Brent holds a Master’s of Business Administration with a specialization in Marketing and Finance from Pepperdine University.
Guest Post by Brent Warrington
Inside the Reinvention of Direct Selling
Direct selling isn’t what it used to be – and that’s a good thing. Once known for its living room Tupperware parties and in-home makeup demonstrations, the industry is now looking to show off its savvy digital side.
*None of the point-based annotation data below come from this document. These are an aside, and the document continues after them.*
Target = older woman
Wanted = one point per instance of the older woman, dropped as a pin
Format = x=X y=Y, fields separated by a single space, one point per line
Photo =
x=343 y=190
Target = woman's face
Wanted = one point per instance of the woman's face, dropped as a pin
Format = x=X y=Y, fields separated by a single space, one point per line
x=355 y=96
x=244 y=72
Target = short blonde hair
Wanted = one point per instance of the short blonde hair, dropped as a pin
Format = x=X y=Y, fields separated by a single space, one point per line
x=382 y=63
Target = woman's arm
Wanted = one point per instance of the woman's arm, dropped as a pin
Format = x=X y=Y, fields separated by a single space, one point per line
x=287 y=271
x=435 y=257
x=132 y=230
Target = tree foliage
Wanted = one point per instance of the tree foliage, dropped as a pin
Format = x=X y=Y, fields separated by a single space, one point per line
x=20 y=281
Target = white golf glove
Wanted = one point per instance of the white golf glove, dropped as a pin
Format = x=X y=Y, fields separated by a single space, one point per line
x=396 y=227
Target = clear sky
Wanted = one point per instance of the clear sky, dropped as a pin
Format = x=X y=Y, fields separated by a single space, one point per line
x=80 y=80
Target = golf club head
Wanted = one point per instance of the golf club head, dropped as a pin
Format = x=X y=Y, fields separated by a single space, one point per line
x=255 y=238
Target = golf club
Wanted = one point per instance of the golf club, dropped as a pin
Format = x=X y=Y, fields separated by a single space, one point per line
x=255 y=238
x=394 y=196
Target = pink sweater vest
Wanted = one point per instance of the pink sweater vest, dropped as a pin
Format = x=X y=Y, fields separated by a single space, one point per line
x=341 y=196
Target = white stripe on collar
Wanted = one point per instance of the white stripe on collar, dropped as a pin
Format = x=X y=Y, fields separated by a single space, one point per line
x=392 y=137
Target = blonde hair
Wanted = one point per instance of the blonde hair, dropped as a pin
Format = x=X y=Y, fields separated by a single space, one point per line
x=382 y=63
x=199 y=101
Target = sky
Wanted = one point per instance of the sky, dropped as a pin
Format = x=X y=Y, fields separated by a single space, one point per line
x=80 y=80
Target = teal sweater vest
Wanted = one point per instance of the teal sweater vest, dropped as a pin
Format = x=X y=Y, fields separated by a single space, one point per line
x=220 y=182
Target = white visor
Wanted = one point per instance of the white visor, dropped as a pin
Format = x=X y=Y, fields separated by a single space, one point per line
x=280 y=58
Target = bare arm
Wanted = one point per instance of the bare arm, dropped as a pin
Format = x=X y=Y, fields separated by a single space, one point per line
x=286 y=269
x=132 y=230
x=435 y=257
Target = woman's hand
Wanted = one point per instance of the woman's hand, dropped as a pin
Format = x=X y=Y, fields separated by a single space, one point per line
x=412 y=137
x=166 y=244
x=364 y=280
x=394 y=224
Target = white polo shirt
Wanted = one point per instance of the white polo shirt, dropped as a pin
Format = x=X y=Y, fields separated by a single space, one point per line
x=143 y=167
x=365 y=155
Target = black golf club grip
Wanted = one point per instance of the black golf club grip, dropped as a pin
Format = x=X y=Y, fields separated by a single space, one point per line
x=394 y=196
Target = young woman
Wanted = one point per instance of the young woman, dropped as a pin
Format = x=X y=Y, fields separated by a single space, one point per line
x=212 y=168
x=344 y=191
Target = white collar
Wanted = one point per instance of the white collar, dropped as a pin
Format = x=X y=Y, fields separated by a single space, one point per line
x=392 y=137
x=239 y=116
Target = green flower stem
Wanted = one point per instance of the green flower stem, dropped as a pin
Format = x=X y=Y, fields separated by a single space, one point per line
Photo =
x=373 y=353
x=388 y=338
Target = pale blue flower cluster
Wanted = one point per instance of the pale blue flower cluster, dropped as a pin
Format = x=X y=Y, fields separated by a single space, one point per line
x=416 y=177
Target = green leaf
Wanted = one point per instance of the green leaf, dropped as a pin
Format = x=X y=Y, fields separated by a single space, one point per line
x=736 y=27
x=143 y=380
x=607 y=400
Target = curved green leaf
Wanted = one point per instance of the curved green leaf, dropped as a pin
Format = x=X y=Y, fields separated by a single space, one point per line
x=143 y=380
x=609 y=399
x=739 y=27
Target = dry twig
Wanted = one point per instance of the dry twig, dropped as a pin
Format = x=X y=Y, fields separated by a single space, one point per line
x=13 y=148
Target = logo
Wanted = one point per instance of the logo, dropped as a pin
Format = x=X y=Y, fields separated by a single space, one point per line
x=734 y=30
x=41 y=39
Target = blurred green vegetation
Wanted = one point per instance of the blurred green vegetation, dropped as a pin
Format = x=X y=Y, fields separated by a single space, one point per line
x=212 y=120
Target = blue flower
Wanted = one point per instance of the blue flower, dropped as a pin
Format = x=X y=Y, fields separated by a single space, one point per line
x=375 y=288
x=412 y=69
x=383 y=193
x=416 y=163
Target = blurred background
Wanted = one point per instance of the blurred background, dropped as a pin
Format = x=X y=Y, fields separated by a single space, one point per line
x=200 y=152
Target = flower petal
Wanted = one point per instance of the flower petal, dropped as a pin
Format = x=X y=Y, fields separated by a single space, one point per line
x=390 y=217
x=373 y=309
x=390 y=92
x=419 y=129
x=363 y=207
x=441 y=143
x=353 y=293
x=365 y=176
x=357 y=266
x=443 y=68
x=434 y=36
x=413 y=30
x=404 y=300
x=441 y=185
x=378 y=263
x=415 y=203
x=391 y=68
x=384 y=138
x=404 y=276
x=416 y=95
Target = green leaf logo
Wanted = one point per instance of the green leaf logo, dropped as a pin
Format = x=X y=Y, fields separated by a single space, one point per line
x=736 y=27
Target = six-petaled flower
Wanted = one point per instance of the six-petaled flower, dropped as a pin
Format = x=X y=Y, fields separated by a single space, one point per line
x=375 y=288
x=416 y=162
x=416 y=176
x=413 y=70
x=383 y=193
According to the Direct Selling Association’s 2015 industry overview, individuals aged 18 to 34 combined to make up just under 40 percent of direct sellers, compared to only 23 percent two years earlier.
This shift to younger sellers isn’t temporary, either. Since 2015, millennials have claimed the largest share of the American workforce. Here’s a look at how digital selling executives are evolving to meet the needs of younger generations, while also catering to traditional sellers in an increasingly digital industry.
Offer professional freedom
From baby boomers to Generation X, older workers often view flexibility as a perk – something they’d like to have, but could do without. When it comes to millennials, the freedom to work how they want, when they want, has taken on far greater importance. A FlexJobs survey found one in three millennials has left a job because it did not offer flexibility. Boost employee retention within your organization by giving millennials the control they’re looking for. Whether it’s creating an open-ended work schedule or enabling distributors to choose how they’ll receive their commission payments, giving employees opportunities to pick and choose how they work will go a long way toward keeping them around for the long haul.
Perhaps even more importantly, opening the door for more options could also have a positive impact on your company’s bottom line. According to a Bentley University study, 77 percent of millennials believe a flexible schedule would make them more productive.
Invest in mobile technology
Any way you slice it, millennials are an inherently mobile generation. Smartphones and mobile apps have been a big part of their lives growing up, so it’s no surprise they’ve come to expect their employers to be tech-savvy as well. In a Microsoft survey, 93 percent of millennials said working for a company with updated technology, services, and solutions was important to them. For 48 percent of respondents, it was extremely important.
In order to attract this new generation of workers, direct selling organizations must place greater emphasis on technology in the workplace. One way to do just that is by adopting mobile apps that can provide on-the-go workers with an improved training experience. All too often, traditional training methods waste valuable time and resources for direct selling companies as well as their distributors. Mobile apps, such as the ones developed by Krato, can help change that. Rather than relying on hefty training manuals or costly in-person seminars, a company’s independent sales force will have the luxury of reviewing training materials right on their mobile or tablet device.
Better yet, mobile technology also promises to create a more efficient and convenient sales process. In addition to placing orders entirely on mobile platforms, workers can leverage commission apps to check their account balances, and transfer funds any time of day or night.
Direct selling has come a long way in just a few short years. After decades of relying on in-person relationship-building opportunities, organizations are now simplifying commission payments, increasing access to training materials, and improving the sales process through mobile devices and apps. By taking similar steps to offer the flexibility and technology younger generations crave, direct selling executives can position their organizations for significant growth.